# Bending Ears On Dankung



## Henry the Hermit (Jun 2, 2010)

I really don't want to give up on my Dankung Jungle Hunter II, but I also don't want to develop a completely different shooting style for one rarely used frame. My idea is to bend the ears toward the shooter at about a 15 degree angle to make tube centering easier. I wonder if standard steel bending technique will work; i.e. heat the area until it turns red and apply force. Has anyone tried this with stainless steel? I've done it with stainless steel rod and it worked OK. Advice, suggestions?


----------



## pop shot (Sep 29, 2011)

Hey Henry,
I've done this and variations of this to my black palm thunder and that one you got. on the palm thunder i put the ears in a vise and bent it about 20 deg to keep the tubes from rolling. on that one you got, i bent each ear on its vert. axis, rotating the outer part of each ear toward the shooter, hoping to get a better sight picture, instead i got a more uncomfortable grip. i ended up bending it back and still use it. the palm thunder shoots better, it's easier to finger brace than it was before. of all the dankungs, the most comfy to shoot for me is the micro luck rings.


----------



## pop shot (Sep 29, 2011)

and to answer your question, i did it cold, with no cracks whatsoever. even when i bent it back.


----------



## Henry the Hermit (Jun 2, 2010)

pop shot said:


> Hey Henry,
> I've done this and variations of this to my black palm thunder and that one you got. on the palm thunder i put the ears in a vise and bent it about 20 deg to keep the tubes from rolling. on that one you got, i bent each ear on its vert. axis, rotating the outer part of each ear toward the shooter, hoping to get a better sight picture, instead i got a more uncomfortable grip. i ended up bending it back and still use it. the palm thunder shoots better, it's easier to finger brace than it was before. of all the dankungs, the most comfy to shoot for me is the micro luck rings.

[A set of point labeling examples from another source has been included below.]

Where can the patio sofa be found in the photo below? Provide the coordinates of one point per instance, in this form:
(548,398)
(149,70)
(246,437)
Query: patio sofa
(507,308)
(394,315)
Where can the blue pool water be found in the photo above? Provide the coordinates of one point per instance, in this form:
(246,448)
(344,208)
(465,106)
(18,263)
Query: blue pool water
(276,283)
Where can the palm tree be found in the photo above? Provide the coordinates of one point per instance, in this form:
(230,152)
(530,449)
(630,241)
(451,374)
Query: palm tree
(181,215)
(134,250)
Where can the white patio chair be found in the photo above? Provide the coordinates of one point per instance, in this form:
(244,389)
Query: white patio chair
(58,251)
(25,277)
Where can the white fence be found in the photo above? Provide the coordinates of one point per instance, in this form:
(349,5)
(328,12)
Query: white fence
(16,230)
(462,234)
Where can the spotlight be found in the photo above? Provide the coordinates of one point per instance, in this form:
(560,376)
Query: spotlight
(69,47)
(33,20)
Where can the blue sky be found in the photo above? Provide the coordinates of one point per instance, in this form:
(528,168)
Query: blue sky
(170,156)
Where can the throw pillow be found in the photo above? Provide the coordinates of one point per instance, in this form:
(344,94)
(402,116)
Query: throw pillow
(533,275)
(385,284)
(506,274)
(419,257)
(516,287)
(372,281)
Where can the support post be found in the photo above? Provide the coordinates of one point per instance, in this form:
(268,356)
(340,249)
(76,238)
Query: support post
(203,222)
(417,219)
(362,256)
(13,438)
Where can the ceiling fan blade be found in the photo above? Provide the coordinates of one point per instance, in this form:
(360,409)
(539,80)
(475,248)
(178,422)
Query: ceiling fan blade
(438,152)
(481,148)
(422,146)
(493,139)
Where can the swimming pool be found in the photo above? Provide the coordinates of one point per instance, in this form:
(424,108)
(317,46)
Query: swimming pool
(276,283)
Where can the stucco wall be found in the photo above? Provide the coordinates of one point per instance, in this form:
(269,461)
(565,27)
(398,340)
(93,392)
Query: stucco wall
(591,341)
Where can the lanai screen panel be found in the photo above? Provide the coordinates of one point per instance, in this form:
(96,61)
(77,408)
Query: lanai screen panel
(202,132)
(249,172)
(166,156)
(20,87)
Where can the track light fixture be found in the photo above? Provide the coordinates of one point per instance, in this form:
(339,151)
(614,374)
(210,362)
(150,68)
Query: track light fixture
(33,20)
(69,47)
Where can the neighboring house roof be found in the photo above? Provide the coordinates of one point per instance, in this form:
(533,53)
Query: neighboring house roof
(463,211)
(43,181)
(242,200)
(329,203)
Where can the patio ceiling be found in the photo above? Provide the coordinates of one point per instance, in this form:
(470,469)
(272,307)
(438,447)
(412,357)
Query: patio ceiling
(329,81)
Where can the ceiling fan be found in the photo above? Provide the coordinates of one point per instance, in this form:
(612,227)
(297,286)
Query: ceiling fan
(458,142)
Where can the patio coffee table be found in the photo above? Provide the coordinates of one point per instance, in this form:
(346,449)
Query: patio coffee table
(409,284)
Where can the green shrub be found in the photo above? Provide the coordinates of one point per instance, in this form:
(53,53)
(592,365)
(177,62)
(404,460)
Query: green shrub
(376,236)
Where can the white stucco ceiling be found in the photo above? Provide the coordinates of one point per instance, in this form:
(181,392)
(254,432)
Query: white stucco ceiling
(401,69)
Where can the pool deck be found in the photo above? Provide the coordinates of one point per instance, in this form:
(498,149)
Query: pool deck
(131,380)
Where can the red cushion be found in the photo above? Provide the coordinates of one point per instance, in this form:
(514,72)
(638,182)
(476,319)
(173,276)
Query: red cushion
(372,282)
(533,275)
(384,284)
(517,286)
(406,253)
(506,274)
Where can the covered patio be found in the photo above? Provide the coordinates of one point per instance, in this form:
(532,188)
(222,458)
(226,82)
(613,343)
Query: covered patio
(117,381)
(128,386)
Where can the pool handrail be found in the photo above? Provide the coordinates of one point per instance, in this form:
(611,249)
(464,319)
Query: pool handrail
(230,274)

Thanks, I just went out to my work bench and chucked the fork up in my big vise and bent the ears back about 25 degrees. It made a big difference. I think the next step is a wooden handle.


----------



## newconvert (Dec 12, 2011)

interesting you two!


----------



## lunasling (Apr 5, 2015)

I have a black palm thunder and also dont care for the tube rolling its annoying

do you have a pic of the modifacation ?


----------



## Henry the Hermit (Jun 2, 2010)

Here are a couple of pics of my Jungle Hunter II after bending. This cured my tube centering problem.


----------



## AZshooter (May 1, 2011)

Henry...You might also try using a round file a cutting slight grooves on the TOP and FACE of the slingshot loops...you have plenty of metal to work with...after this is done you can work out the roughness with buffing compound worked into heavy cotton cord and worked vigorously...PHIL


----------



## Lee Silva (Feb 9, 2013)

Some smart advice for a smart mod..... Yeah, you and the frame....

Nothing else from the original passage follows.